She says youngsters have been transforming the hotel into a makeshift nightclub for months with wild parties that often go on until 6 a.m. The resident explained people have been taking advantage of lower rates to rent out several adjoining accommodations to host parties.
Rooms are packed to the brim with guests, none of them wearing masks. There have also been reports of drug use and prostitution during the raucous events.
On one occasion, says the resident, someone tossed a bottle toward a fire escape on her building, causing damage to a window.
“The people who go to these events are totally oblivious to the surrounding residents,” she said. “But they’re not the ones that I hold accountable.
“The people who are accountable are the ones who own and manage the hotel,” continued the resident. “They are choosing to profiteer over this horrible situation and to turn a blind eye to who is coming in.”
This weekend's rally will take place in front of Borough Hall, where several local elected officials met Thursday with officers from the 102nd Precinct and community leaders to discuss ongoing disturbances at the Umbrella Hotel.
A number of city agencies were invited to convene at Borough Hall as well, but the majority declined to participate, according to Ethan Felder, Democratic Leader for the 28th Assembly District, who attended the meeting.

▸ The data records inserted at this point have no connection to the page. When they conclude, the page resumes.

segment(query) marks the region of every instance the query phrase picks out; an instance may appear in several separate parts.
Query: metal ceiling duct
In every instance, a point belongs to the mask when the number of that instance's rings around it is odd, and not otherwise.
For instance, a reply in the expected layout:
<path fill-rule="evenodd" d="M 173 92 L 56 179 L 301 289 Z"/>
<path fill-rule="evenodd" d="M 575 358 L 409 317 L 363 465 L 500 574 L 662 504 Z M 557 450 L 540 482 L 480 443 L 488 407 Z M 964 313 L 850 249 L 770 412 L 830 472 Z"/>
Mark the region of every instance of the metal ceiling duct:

Umbrella Hotel management were also no-shows, and hotel officials did not immediately respond to requests for comment.
Assemblyman Daniel Rosenthal, who was involved in last week’s meeting, took to Twitter that afternoon to express concern over the situation, as well as his disturbance at a lack of action on part of the city.
“It’s unacceptable,” he says. “I don’t know what else needs to happen for them to take this situation seriously. It’s time for the mayor and City Hall to step up.”